In Steiner Transocean Limited v. Efremova (3D12-2390), the Third District decided that there is no reason a motion to dismiss based upon a contractual forum selection clause should be treated differently than a motion to dismiss for improper venue. Therefore, the trial court erred in refusing to consider evidence outside the four corners of the complaint for purposes of determining the validity of the motion to dismiss.

Involuntary Dismissal Improper Before Party Rests Case

In Deutsche Bank Nat. Trust Co. v. Santiago (3D11-2805), the Third District held that it is premature to sua sponte enter an order for involuntary dismissal before the plaintiff has rested its case.

Thursday, March 7, 2013

Florida Supreme Court: Economic Loss Rule Abolished Outside Of Products Liability Cases

In Tiara Condominium Assoc. v. Marsh & McClennan Companies, Inc. (SC10-1022), the Florida Supreme Court answered a certified question from the 11th Circuit, analyzed the origins of the economic loss rule and abolished application of the rule outside of product liability cases. The court stated: "[w]e answer this question in the negative and hold that the application of the economic loss rule is limited to products liability cases."
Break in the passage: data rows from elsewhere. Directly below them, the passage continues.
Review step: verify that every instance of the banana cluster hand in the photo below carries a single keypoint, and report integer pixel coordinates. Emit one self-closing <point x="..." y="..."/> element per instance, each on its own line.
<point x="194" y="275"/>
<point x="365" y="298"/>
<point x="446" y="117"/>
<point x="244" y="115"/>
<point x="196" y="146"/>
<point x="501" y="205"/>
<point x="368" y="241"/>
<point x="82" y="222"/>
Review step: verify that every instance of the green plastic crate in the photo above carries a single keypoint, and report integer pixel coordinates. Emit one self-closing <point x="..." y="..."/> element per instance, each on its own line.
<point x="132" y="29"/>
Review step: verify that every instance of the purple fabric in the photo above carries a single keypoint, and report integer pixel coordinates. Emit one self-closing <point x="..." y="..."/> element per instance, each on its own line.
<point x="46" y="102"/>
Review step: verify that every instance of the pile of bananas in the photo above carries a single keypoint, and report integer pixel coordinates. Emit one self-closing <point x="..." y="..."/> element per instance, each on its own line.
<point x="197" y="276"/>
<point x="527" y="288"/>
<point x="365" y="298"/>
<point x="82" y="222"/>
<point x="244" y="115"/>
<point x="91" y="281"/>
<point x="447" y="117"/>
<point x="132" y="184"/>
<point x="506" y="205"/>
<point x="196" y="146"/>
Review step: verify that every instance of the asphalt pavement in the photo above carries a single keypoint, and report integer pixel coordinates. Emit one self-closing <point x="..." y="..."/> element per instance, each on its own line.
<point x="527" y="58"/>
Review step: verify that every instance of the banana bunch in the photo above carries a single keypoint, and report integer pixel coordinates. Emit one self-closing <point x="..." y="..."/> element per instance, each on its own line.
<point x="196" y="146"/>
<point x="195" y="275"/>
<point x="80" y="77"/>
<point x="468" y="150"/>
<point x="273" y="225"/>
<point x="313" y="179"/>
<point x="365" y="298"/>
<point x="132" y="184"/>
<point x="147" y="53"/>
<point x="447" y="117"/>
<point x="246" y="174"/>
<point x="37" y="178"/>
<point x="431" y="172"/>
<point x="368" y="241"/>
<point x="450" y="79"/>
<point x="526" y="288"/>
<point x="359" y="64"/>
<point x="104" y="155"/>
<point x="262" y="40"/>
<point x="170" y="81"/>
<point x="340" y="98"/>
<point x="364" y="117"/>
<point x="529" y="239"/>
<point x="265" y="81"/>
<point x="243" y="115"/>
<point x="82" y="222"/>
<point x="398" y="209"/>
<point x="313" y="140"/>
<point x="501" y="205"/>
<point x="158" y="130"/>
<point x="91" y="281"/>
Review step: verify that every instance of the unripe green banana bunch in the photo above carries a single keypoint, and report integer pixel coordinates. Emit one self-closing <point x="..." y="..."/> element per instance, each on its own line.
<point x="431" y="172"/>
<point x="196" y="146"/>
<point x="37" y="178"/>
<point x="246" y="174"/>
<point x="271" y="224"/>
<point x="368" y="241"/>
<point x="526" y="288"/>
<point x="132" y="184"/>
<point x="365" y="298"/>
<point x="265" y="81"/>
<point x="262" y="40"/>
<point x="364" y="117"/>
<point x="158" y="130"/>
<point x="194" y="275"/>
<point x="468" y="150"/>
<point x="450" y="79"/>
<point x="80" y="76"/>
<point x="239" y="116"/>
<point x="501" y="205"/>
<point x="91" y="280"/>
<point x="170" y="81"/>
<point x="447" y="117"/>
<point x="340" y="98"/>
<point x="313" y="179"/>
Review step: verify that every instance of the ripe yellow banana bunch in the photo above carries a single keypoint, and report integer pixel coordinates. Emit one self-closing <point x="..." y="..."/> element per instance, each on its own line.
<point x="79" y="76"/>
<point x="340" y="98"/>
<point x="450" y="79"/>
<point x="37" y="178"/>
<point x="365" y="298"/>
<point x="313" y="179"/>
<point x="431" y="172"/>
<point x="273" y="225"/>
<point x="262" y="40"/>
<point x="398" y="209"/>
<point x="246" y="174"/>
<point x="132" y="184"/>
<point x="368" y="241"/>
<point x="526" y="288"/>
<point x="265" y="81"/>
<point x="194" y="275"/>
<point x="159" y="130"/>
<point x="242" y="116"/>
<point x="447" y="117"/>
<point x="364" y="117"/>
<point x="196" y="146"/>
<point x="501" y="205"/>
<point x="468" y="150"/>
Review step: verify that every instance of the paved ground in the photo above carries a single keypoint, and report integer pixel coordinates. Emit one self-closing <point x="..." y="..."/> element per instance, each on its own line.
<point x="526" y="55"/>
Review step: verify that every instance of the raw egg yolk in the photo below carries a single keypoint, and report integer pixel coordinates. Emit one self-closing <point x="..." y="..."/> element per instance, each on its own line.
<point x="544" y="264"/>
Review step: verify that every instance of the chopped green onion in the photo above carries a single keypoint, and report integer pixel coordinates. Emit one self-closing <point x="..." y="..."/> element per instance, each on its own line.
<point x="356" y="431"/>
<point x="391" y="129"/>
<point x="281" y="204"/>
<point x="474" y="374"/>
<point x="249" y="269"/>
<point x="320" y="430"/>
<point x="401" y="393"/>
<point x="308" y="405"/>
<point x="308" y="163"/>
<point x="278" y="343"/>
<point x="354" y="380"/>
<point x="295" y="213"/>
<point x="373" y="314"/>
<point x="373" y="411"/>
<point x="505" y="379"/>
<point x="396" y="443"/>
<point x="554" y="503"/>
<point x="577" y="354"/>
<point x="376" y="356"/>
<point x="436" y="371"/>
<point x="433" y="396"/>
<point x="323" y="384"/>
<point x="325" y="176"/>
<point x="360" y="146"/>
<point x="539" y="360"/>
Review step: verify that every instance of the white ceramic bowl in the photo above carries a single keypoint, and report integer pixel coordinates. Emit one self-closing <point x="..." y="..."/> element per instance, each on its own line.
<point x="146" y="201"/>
The majority opinion concluded by stating:
Having reviewed the origin and original purpose of the economic loss rule, and what has been described as the unprincipled extension of the rule, we now take this final step and hold that the economic loss rule applies only in the products liability context. We thus recede from our prior rulings to the extent that they have applied the economic loss rule to cases other than products liability. The Court will depart from precedent as it does here “when such departure is ‘necessary to vindicate other principles of law or to remedy continued injustice.’ ” Allstate Indem. Co. v. Ruiz, 899 So. 2d 1121, 1131 (Fla. 2005) (quoting Haag v. State, 591 So. 2d 614, 618 (Fla. 1992)). Stare decisis will also yield when an established rule has proven unacceptable or unworkable in practice. See Westgate Miami Beach, Ltd. v. Newport Operating Corp., 55 So. 3d 576, 574 (Fla. 2010). Our experience with the economic loss rule over time, which led to the creation of the exceptions to the rule, now demonstrates that expansion of the rule beyond its origins was unwise and unworkable in practice. Thus, today we return the economic loss rule to its origin in products liability. 
Because we now limit the application of the economic loss rule to cases involving products liability, it is not necessary for us to decide whether the economic loss rule exception for professionals applies to insurance brokers. Based on the foregoing, we answer the rephrased certified question in the negative and hold that the application of the economic loss rule is limited to products liability cases. Having answered the rephrased certified question, we return this case to the Eleventh Circuit Court of Appeals.  
Justice Labarga wrote the opinion for the court, and was joined by Justice Pariente, Justice Lewis, Justice Quince, and Justice Perry. Justice Pariente wrote a concurring opinion that begins on page 19 of the .pdf and was joined by Justice Lewis and Justice Labarga. Chief Justice Polston wrote a dissenting opinion  that begins on page 26 of the .pdf and was joined by Justice Canady. Justice Canady wrote a dissenting opinion that begins on page 28 of the .pdf and was joined by Chief Justice Polston.